La cooperazione per l’oro blu
L’ambizioso progetto gravita perlopiù intorno alla riserva di Tuti-Maidan dove sono custoditi circa 3 milioni di metri cubi di gas. L’accordo è stato stretto tra le aziende afghane AERL Group e KAM Energy e l’uzbeka Eriellcom, predisponendo un piano d’investimenti da capogiro: 100 milioni di dollari l’anno per un lasso temporale di cinque lustri.
Nell’arco dei prossimi 25 anni, centinaia di lavoratori si troveranno gomito a gomito per generare 100 MV di elettricità, mettendo fine potenzialmente a un problema ancestrale per Kabul, ovvero la carenza di elettricità che non consente a oltre il 60% della popolazione di vivere in condizioni confortevoli. Il programma pluridecennale dovrebbe così delinearsi: le risorse saranno estratte per poi essere trasportate in Uzbekistan dove saranno trattate e una parte farà ritorno tra le montagne intorno a Kabul per soddisfare in modo costante e continuativo la domanda di energia. Una tale impostazione permetterebbe di alimentare le economie di entrambe le nazioni grazie alla creazione di una miriade di posti di lavoro e l’attrazione di capitali stranieri, dando modo agli uzbeki di emanciparsi dagli approvvigionamenti dall’estero, mentre agli afghani di fare affidamento su un volano per le esportazioni di oro blu verso nuovi mercati, quali il Sud Est asiatico e l’Europa.
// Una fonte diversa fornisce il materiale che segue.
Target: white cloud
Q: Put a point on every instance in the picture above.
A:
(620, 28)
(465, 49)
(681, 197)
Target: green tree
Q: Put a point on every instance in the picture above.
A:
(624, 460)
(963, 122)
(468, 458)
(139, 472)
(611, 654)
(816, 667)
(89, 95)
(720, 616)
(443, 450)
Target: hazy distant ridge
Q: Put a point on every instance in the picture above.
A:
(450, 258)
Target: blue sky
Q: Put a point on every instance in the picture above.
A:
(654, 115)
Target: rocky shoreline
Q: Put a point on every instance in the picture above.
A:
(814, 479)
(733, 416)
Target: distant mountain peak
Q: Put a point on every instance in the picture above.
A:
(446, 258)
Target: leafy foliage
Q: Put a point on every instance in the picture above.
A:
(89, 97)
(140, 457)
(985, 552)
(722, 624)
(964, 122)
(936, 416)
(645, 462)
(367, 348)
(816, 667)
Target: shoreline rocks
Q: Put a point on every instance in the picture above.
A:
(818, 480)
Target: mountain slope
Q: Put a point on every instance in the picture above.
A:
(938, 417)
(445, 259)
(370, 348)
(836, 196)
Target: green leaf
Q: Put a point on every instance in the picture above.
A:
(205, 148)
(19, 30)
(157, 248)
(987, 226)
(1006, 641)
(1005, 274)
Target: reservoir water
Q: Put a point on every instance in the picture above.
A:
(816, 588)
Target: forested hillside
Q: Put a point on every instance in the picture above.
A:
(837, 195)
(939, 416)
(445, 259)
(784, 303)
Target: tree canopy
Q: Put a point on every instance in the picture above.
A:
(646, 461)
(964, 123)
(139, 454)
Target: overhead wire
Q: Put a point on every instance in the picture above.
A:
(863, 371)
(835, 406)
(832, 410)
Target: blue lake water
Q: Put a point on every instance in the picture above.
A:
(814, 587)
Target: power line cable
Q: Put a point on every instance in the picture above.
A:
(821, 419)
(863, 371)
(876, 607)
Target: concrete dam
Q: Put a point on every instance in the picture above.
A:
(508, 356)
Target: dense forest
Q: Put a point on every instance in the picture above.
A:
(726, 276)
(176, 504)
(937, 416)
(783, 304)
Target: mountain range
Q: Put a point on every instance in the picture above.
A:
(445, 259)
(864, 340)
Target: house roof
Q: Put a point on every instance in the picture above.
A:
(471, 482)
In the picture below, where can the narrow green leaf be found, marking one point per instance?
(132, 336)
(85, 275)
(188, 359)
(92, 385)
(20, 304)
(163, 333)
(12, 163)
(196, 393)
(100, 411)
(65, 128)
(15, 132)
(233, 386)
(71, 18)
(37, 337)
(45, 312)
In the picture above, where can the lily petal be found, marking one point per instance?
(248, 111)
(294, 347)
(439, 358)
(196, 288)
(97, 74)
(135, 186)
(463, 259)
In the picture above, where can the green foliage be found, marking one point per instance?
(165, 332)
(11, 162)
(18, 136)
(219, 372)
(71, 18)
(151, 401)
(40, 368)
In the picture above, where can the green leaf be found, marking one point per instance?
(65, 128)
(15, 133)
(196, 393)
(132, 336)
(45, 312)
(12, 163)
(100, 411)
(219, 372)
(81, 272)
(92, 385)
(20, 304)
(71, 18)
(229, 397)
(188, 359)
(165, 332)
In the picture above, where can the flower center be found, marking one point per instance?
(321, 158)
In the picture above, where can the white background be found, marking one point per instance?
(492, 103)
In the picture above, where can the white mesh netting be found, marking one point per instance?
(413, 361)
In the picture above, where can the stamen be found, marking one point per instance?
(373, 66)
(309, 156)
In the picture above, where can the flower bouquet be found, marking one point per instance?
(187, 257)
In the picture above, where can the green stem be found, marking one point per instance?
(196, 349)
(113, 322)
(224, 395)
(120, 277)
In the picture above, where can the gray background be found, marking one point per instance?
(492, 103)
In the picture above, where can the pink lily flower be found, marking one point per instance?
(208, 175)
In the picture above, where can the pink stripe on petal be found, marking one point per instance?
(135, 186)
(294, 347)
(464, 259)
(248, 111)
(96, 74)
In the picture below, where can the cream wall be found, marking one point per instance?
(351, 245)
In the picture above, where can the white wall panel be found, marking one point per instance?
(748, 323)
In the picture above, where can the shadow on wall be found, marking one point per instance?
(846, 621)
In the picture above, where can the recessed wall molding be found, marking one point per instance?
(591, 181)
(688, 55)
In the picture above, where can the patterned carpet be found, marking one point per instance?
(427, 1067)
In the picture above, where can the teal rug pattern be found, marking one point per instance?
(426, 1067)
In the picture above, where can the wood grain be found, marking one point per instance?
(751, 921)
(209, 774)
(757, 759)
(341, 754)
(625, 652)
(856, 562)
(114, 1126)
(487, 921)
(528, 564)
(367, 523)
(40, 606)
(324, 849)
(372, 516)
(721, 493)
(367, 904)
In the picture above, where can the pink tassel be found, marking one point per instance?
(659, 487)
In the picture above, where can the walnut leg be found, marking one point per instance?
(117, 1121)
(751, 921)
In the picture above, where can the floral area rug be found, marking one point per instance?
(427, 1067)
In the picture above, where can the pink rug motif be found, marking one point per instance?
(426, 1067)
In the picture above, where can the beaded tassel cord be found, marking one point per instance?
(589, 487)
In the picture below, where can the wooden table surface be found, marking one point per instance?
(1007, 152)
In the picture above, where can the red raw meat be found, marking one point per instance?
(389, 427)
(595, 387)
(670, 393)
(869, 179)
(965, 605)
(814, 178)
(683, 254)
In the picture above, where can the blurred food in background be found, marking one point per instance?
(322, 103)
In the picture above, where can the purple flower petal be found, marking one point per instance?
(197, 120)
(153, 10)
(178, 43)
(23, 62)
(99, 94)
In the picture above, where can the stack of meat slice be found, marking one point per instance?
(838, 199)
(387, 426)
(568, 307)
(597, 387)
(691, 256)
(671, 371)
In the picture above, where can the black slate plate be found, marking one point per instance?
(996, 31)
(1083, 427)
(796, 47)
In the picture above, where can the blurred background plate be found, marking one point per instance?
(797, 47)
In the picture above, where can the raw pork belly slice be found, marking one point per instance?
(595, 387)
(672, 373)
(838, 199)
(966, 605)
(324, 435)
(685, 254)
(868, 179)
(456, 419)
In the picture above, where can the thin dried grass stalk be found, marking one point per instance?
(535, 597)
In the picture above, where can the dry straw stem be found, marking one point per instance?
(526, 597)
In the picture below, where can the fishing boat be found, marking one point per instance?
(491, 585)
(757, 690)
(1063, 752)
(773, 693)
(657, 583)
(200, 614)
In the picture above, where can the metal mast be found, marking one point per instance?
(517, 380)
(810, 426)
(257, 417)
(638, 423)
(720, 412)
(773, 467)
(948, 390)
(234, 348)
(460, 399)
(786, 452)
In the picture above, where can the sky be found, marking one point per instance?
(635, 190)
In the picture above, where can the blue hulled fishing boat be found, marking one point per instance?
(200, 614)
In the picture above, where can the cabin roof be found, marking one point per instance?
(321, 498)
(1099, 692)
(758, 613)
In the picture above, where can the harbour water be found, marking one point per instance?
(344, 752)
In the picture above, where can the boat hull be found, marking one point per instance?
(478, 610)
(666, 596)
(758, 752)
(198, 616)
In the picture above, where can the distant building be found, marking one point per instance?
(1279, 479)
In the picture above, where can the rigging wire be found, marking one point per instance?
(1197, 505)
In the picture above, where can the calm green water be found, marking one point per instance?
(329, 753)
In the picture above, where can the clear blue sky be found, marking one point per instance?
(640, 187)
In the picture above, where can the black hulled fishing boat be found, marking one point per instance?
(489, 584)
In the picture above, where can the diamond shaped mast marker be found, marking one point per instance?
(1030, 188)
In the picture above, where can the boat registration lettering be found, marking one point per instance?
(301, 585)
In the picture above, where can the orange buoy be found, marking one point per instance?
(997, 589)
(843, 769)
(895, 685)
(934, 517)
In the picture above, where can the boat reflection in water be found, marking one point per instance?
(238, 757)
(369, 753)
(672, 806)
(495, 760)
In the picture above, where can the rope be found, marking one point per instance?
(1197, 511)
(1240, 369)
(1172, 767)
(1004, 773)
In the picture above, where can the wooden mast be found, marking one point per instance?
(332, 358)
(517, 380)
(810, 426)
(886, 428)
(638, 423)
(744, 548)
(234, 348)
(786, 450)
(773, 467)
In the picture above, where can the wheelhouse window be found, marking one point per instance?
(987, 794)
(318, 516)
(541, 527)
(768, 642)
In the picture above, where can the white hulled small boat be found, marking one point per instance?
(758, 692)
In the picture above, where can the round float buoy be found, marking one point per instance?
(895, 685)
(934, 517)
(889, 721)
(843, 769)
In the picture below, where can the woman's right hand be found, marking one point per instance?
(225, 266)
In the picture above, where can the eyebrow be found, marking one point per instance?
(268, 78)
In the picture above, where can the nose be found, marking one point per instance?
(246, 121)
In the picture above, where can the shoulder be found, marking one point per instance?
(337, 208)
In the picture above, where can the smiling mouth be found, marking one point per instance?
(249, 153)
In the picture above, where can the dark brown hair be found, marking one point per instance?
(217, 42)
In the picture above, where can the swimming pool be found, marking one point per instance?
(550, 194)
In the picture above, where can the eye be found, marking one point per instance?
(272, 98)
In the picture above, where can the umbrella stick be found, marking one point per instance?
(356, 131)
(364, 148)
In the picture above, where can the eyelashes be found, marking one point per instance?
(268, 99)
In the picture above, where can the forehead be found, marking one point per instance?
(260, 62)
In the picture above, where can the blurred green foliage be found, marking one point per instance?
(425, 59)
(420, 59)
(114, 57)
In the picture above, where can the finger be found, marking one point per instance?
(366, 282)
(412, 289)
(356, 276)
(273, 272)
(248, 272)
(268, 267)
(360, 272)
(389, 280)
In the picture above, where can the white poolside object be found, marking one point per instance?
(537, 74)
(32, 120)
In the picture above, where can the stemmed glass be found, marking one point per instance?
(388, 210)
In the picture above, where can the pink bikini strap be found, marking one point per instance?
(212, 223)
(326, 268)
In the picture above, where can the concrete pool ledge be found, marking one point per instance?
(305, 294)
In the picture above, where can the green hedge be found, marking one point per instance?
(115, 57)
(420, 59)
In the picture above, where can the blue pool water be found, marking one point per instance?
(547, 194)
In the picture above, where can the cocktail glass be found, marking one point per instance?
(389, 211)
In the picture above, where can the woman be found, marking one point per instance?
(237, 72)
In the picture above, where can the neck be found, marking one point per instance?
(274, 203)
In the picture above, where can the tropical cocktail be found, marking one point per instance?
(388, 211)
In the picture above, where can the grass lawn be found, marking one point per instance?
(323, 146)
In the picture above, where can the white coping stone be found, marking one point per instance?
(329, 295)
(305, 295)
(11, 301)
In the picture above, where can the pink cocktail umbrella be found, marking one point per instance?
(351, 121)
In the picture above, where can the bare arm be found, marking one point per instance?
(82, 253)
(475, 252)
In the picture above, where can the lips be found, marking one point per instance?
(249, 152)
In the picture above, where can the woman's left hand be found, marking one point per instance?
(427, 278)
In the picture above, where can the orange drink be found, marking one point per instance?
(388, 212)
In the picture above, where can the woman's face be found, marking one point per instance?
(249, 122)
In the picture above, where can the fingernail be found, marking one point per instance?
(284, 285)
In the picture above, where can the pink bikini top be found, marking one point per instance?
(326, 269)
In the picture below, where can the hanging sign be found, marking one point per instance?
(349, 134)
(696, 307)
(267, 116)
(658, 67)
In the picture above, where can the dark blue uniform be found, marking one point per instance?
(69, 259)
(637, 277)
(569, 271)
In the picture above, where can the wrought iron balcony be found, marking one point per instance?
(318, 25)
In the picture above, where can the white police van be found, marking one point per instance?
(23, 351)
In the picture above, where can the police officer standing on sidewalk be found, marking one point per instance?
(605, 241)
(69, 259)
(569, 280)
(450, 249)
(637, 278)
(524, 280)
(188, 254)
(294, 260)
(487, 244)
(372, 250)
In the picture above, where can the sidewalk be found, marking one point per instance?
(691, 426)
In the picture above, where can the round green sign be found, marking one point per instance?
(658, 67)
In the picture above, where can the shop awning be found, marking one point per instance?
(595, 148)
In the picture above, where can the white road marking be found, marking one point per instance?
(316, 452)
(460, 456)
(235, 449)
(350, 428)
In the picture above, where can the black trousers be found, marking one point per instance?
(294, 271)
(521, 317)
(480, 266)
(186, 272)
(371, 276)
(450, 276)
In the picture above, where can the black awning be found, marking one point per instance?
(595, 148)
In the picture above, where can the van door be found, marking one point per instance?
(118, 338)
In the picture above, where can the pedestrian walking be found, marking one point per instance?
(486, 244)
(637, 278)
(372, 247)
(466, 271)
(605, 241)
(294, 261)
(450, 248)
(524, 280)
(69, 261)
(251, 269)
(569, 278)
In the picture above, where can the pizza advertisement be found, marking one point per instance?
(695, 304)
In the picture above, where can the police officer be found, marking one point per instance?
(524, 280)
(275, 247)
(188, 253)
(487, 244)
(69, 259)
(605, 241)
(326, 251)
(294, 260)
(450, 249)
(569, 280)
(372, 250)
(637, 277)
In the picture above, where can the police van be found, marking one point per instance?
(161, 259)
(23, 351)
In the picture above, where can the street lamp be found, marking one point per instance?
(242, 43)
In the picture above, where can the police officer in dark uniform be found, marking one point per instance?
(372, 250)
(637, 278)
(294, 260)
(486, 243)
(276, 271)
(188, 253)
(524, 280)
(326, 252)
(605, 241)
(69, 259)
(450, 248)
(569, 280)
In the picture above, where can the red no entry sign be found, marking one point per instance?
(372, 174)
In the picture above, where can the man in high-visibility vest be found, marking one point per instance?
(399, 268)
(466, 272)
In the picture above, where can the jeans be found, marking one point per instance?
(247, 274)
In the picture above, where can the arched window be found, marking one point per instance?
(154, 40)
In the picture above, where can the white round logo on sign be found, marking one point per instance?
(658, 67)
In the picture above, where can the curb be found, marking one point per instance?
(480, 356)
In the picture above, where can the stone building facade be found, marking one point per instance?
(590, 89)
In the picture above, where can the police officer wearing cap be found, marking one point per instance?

La Eriell KAM è il frutto maturato in quella che si potrebbe definire la “primavera” dei rapporti tra Tashkent e Kabul, scandita dal germogliare degli affari commerciali e dallo sbocciare di un sentimento solidaristico. L’impegno reciproco per la costruzione della ferrovia Termez-Kharlachi e l’invio di aiuti umanitari dalle Autorità uzbeke alle controparti afghane dopo il terremoto dell’agosto 2025, sono segnali inequivocabili di un partenariato sempre più strategico.
Le opportunità per l’Asia centrale
L’accordo sul gas è il tassello di un mosaico che una volta composto potrebbe ridefinire gli equilibri economici, e non solo, mondiali. Oltre all’estrazione di risorse naturali, la rete infrastrutturale potrebbe giocare un ruolo fondamentale nello sviluppo della regione dal momento che, se la già citata ferrovia Hairatan-Herat sarà completata, l’Afghanistan diventerà una cerniera importante tra tra Asia Centrale e Medio Oriente in quanto i binari permetterebbero di collegare l’Uzbekistan ai porti sul Mar Arabico, incentivando il commercio su quelle rotte.
Le occasioni non mancano nemmeno per gettare le basi di una maggiore stabilizzazione politica. Da una parte, per Kabul e i talebani il partenariato con l’Uzbekistan rappresenta un trampolino di lancio per uscire dall’isolamento e inserirsi nei grandi corridoi internazionali; dall’altra, per Tashkent, è l’occasione di consolidare il proprio ruolo di motore dell’integrazione regionale. Infine, l’Asia Centrale ha modo di guardare a un futuro in cui i Paesi si sostengono a vicenda, costruendo una rete di connettività, resilienza e prosperità condivisa che potrà dare le carte nei consessi che contano.